Hochanspruchsvolle Gedanken-Assoziationen dann beim "Last Hetero Man" auf der Spielplatz-Bank zwischen den Müttern.
"Papa, warum soll ich noch versuchen, die Welt zu verbessern, wenn meine Eltern doch schon alles vergebens probiert haben?" Sein eigenes Dreigestirn:
Der kölsche Asi-Adel Herr Stapper, der verschrobene Linke Herr Schober sowie Griess macht ihm besonders viel Spaß.
Schauspielerisches Talent unterstützt die verbale Revolte des Unterschichtlers. Die Bildungsstätte für dumme, reiche Kinder - Waldorfschule stampft er vernichtend in Grund und Boden.
"Für den Abschluss eine Zwei in Kartoffeldruck ist immer drin…"
Reiche Leute ärgern vor dem Bioladen, ein wöchentlicher Event. Für die Latte Macchiato-Mütter, die ihre Brust vorher schütteln, damit nur noch Schaum rauskommt,
sind Kinder ein Projekt. Kevin-Fernando oder Phillip, die Spucke schoss nur so aus Griess mit verbalem Gift gefüllten Mund.
"In Talk-Shows wird alles weggelabert"
Den zweiten Teil nach der Pause erwartete er von einem Bein auf das andere tretend - wirklich aufgeregt hinter dem Bühnen-Eingang.

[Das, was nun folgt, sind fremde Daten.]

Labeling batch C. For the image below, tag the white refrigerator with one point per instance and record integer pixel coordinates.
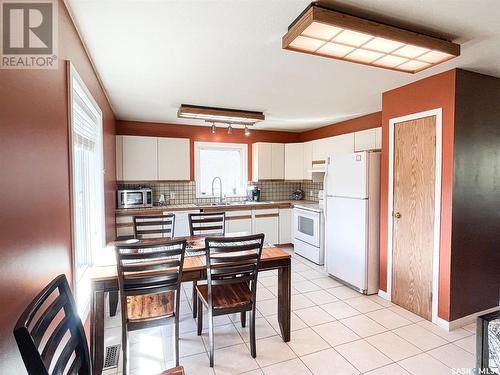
(352, 219)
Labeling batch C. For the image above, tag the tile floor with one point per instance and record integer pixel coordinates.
(335, 330)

Mit roter Strickmütze schoss er als revoltierender Jacob mit gebrochenem Französisch auf die Zuschauer los. Mokierte sich über Pipi mit Schaum,
das geliebte Getränk seiner Heimat, und den Kussgeschmack nach Blutwurst der "Lecker-Mädchen". Noch schneller wurden die Rollenwechsel, noch grausamer sein Urteil.
Zielgenau sticht er die faulen Stellen des deutschen Systems an. "Wir haben die Talk-Shows. Bei uns wird alles weggelabert." ….Bad Bank… ein Kurort für schlechte Manager.
….und Deutschlands nächstes Top-Model, dass sich nur durch einen Buchstaben vom Pop-Model unterscheidet.
"Wieso beurteilen eigentlich in Deutschland Prominente unsere Kinder in Grund und Boden? Und alle wollen es sehen."
Griess sagt von sich selbst: Kunst - auch Kleinkunst - muss dem Geist der Aufklärung verpflichtet sein, die Perspektive von unten haben, die Mächtigen zum Lachen freigeben -
sonst kann sie gleich als Partyservice anheuern, wie Jörg Fauser einmal schrieb." Sein Original-Zitat. Welches Maß jedoch gilt und ob es immer noch böser und vernichtender sein muss, dass entscheiden die Besucher. Und davon hat Griess in Deutschland jede Menge.